Dopo aver ammirato le bellezze del Red Rock Canyon, che ci ha davvero entusiasmato, siamo scesi a Las Vegas, dove ci siamo diretti verso il celebre cartello “Welcome to Fabulous Las Vegas“. Ovviamente, c’era una lunga fila di turisti in attesa di scattare la classica foto di rito. Non mancavano i “professionisti” che offrivano di scattare foto a pagamento o di “saltare la fila” (in realtà ti accompagnavano di lato e ti scattavano la foto in un breve intervallo tra un gruppo e l’altro).

A questo punto, abbiamo cercato il nostro hotel, che, sulla carta, avrebbe dovuto trovarsi vicino al famoso Bellagio. Trovarlo, però, si è rivelata un’impresa più ardua del previsto, data la confusione e il traffico di Las Vegas. La nostra camera era in realtà un appartamento spazioso, probabilmente una vecchia suite non ristrutturata di recente (l’arredamento era un po’ datato, ma in buone condizioni). Avevamo a disposizione un salotto, un frigorifero, una lavastoviglie, due televisori e altri comfort.

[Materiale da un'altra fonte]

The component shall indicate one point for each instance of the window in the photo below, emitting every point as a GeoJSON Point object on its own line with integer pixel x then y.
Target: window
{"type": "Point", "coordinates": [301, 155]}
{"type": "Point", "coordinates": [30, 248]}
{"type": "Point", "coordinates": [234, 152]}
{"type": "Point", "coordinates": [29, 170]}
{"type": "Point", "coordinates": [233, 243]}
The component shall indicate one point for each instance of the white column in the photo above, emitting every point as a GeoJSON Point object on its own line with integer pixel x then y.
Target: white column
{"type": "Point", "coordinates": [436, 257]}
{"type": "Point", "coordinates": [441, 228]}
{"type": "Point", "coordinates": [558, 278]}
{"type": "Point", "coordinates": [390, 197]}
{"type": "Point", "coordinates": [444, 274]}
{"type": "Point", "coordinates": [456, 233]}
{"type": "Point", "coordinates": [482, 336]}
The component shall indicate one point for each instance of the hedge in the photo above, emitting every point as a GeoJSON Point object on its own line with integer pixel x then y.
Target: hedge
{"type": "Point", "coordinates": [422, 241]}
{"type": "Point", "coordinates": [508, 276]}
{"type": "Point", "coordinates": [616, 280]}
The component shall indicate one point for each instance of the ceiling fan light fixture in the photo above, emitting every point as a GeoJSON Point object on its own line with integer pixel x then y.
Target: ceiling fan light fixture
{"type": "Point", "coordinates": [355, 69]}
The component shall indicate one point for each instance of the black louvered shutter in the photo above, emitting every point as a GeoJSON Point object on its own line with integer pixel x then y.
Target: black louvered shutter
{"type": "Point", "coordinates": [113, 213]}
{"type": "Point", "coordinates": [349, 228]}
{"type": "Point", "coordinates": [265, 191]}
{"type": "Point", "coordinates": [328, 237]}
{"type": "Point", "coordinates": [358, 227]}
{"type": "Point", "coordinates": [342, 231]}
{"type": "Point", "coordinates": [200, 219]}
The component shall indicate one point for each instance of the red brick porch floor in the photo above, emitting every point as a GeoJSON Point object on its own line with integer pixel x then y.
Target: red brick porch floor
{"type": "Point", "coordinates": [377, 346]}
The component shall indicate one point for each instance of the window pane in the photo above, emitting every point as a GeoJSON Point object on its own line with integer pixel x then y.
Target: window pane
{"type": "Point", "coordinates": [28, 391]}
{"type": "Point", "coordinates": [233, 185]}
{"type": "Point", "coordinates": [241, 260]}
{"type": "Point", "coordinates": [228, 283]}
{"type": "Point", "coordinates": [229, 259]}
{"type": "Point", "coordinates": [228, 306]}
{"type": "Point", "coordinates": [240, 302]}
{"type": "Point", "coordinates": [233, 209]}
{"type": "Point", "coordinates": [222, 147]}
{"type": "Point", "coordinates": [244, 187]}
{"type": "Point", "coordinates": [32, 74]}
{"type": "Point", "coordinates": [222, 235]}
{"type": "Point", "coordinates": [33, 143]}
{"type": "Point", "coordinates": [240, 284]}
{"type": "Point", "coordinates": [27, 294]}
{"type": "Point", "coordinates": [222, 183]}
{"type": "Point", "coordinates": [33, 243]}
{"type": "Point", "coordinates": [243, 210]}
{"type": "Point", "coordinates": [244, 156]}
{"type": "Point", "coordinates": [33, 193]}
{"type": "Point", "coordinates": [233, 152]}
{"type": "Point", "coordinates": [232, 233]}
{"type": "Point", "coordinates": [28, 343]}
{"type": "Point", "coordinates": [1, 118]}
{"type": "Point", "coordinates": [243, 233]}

Dopo una rinfrescante doccia, siamo usciti per immergerci nella vibrante atmosfera notturna di Las Vegas! Le strade erano gremite di gente, tanto che per percorrere pochi metri ci voleva un’eternità. Abbiamo accontentato Leo, che aveva una gran voglia di McDonald’s, e ci siamo diretti verso il fast food più vicino. Leo era così stanco che si è addormentato mentre mangiava. La nostra “trasgressiva” notte di Las Vegas è finita così!